Model score for cEXT 0.484
Model score for cOPN 0.464


##### MyPersonality


In [9]:
vectors, df = process_my_personality_dataset(
    file_path="./data/myPersonality.csv",
    vectors_path="analysis/vectors/my_personality.pkl",
)

evaluate_score_for_trait(
    gpt_ext, vectors, df, "cEXT", {"y": HIGH_EXT_LABEL, "n": LOW_EXT_LABEL}
)
evaluate_score_for_trait(
    gpt_opn, vectors, df, "cOPN", {"y": HIGH_OPN_LABEL, "n": LOW_OPN_LABEL}
)

Model score for cEXT 0.5005546032066149
Model score for cOPN 0.5387718059897146


#### Bard's unssen dataset


In [10]:
import pandas as pd


def load_and_encode_bard_dataset(file_path, low_label, high_label):
    df = pd.read_excel(file_path, sheet_name=f"{high_label}-Bard")
    high_texts = df.iloc[:, 0].tolist()
    high_labels = [high_label for i in high_texts]

    df = pd.read_excel(file_path, sheet_name=f"{low_label}-Bard")
    low_texts = df.iloc[:, 0].tolist()
    low_labels = [low_label for i in low_texts]

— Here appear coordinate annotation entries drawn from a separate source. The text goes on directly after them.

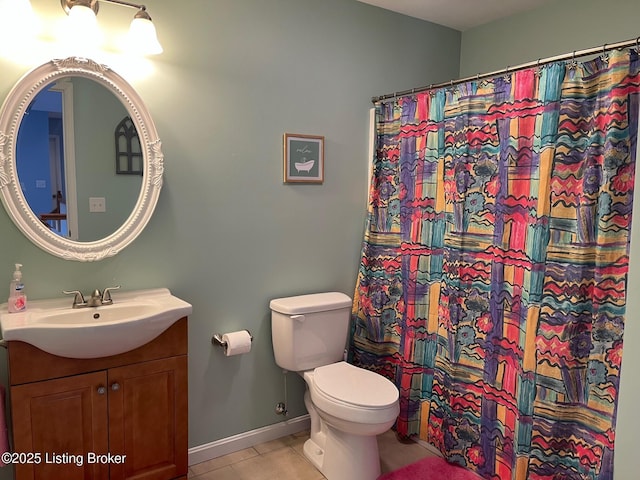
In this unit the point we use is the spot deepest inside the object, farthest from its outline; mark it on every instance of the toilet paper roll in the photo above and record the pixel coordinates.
(237, 342)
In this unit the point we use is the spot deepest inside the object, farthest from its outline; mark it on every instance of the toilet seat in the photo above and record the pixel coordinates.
(353, 393)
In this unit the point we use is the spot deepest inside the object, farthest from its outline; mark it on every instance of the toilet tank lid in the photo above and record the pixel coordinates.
(315, 302)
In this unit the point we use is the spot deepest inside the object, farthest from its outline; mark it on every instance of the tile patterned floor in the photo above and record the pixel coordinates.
(282, 459)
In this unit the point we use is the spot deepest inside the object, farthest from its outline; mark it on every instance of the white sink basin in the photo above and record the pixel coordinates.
(135, 318)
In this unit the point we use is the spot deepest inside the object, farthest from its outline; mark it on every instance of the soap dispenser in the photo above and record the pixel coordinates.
(17, 294)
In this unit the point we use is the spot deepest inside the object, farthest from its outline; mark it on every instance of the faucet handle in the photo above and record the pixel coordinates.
(106, 295)
(78, 299)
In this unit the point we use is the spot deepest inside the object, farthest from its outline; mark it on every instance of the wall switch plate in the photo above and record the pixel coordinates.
(97, 204)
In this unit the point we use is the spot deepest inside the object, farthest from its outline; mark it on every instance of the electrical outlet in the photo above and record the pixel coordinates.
(97, 204)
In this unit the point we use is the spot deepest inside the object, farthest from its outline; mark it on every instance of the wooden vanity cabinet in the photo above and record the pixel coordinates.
(119, 417)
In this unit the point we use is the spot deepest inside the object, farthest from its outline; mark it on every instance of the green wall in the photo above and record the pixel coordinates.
(228, 235)
(561, 27)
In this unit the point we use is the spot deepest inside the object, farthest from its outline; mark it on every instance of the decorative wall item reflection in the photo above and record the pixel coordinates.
(129, 158)
(303, 158)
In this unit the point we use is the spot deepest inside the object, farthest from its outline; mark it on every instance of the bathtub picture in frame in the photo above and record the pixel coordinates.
(303, 158)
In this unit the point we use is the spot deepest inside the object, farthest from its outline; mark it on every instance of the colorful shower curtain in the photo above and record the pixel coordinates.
(493, 275)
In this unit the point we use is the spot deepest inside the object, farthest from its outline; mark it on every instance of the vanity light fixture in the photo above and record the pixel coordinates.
(142, 37)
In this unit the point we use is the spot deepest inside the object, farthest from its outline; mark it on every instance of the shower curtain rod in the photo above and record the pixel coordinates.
(579, 53)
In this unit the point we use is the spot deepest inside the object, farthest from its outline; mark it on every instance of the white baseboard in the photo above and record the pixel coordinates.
(248, 439)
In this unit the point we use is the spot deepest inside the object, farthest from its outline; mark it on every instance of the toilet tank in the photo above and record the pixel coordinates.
(309, 331)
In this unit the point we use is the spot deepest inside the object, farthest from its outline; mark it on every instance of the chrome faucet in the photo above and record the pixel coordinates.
(97, 299)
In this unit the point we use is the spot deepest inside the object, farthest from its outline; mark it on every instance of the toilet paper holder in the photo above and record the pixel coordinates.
(217, 339)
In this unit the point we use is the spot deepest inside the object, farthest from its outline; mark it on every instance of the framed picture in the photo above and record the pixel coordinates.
(303, 158)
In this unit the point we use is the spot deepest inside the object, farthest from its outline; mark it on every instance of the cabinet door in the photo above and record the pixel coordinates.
(62, 420)
(148, 419)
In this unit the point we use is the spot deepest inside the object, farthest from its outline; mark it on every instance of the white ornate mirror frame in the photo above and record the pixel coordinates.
(15, 203)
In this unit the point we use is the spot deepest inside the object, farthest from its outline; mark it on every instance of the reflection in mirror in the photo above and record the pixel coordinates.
(68, 172)
(60, 178)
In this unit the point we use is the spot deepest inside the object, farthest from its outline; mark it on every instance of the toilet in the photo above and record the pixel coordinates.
(348, 406)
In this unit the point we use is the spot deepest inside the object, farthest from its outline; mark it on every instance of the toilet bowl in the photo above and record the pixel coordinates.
(348, 406)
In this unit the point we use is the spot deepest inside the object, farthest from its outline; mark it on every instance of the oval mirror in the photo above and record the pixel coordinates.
(80, 160)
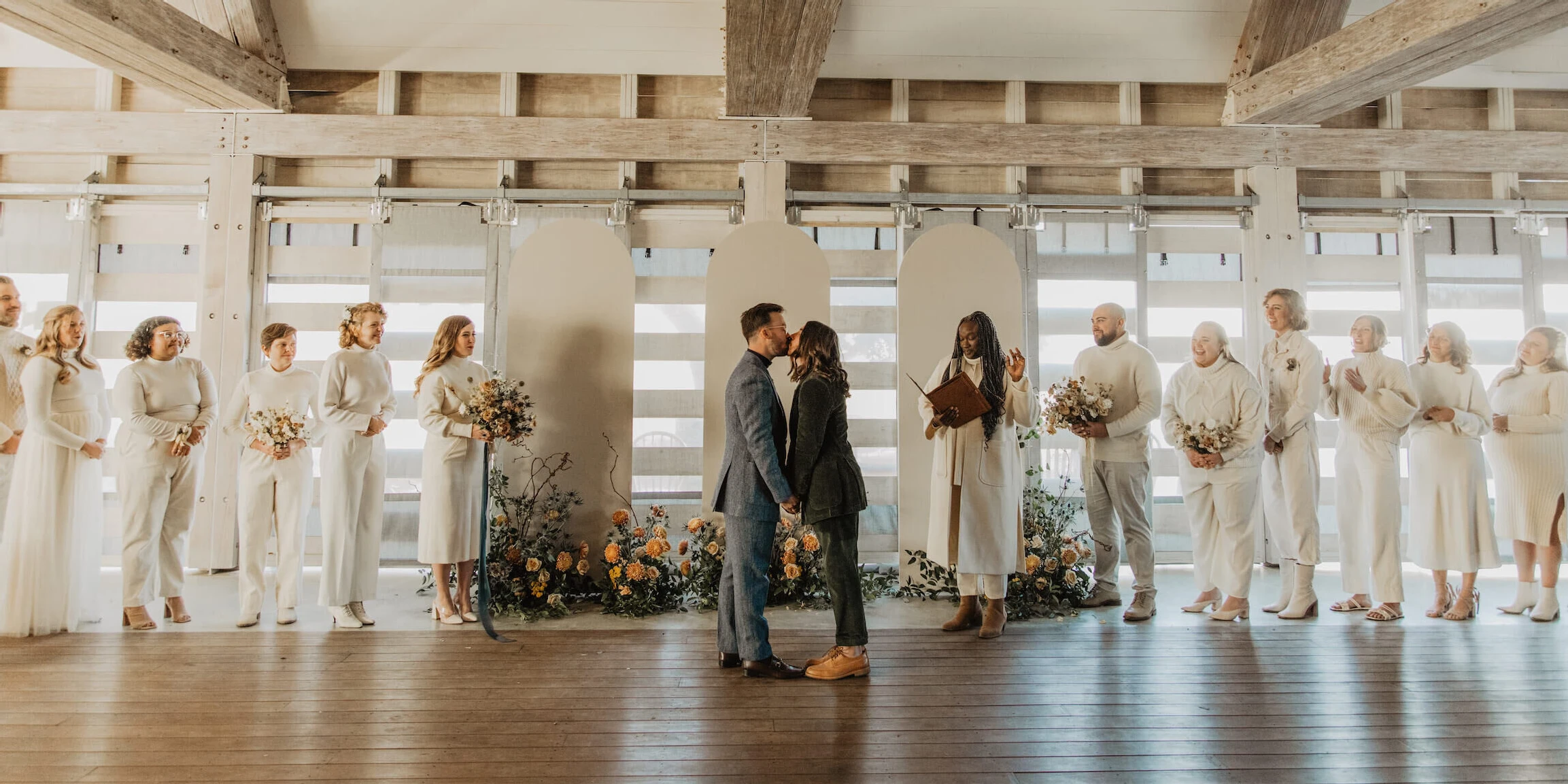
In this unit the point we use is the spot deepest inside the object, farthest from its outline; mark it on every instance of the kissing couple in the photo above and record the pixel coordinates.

    MODEL = "intfloat/e5-large-v2"
    model = SentenceTransformer(MODEL)
    embeddings = model.encode(low_texts + high_texts, convert_to_tensor=True)
    labels = low_labels + high_labels
    return embeddings, labels

In [12]:
bard_ext_embeddings, bard_ext_labels = load_and_encode_bard_dataset(
    file_path, LOW_EXT_LABEL, HIGH_EXT_LABEL
)

bard_opn_embeddings, bard_opn_labels = load_and_encode_bard_dataset(
    file_path, LOW_OPN_LABEL, HIGH_OPN_LABEL
)

In [13]:
gpt_ext_on_bard_score = gpt_ext.score(bard_ext_embeddings, bard_ext_labels)
print("GPT_EXT score on Bard's unseen test set:", gpt_ext_on_bard_score)

gpt_opn_on_bard_score = gpt_opn.score(bard_opn_embeddings, bard_opn_labels)
print("GPT_OPN score on Bard's unseen test set:", gpt_opn_on_bard_score)

GPT_EXT score on Bard's unseen test set: 0.963302752293578
GPT_OPN score on Bard's unseen test set: 0.8723404255319149


### GPT & MyPerosnality Model

Train a logistic regression model on GPT-Generated data combined with myPersonality data


In [14]:
def train_my_personality_with_gpt(trait_column, low_label, high_label):
    model_name = f"my_personality_gpt_{trait_column}"
    model_path = f"models/step-10/{model_name}.pkl"
    if os.path.exists(model_path):
        with open(model_path, "rb") as f:
            model = pickle.load(f)
    else:
        myPersonality_vecs, df = process_my_personality_dataset(
            file_path="./data/myPersonality.csv",
            vectors_path="analysis/vectors/my_personality.pkl",
        )

        value_map = {"y": high_label, "n": low_label}
        df[trait_column] = df[trait_column].map(value_map)
        my_personality_vectors_with_labels = list(
            zip(myPersonality_vecs.tolist(), df[trait_column])
        )

        vectors_with_labels = (
            unique_vectors_with_labels[high_label]
            + unique_vectors_with_labels[low_label]
            + my_personality_vectors_with_labels
        )

        train_vectors = [t[0] for t in vectors_with_labels]
        train_labels = [t[1] for t in vectors_with_labels]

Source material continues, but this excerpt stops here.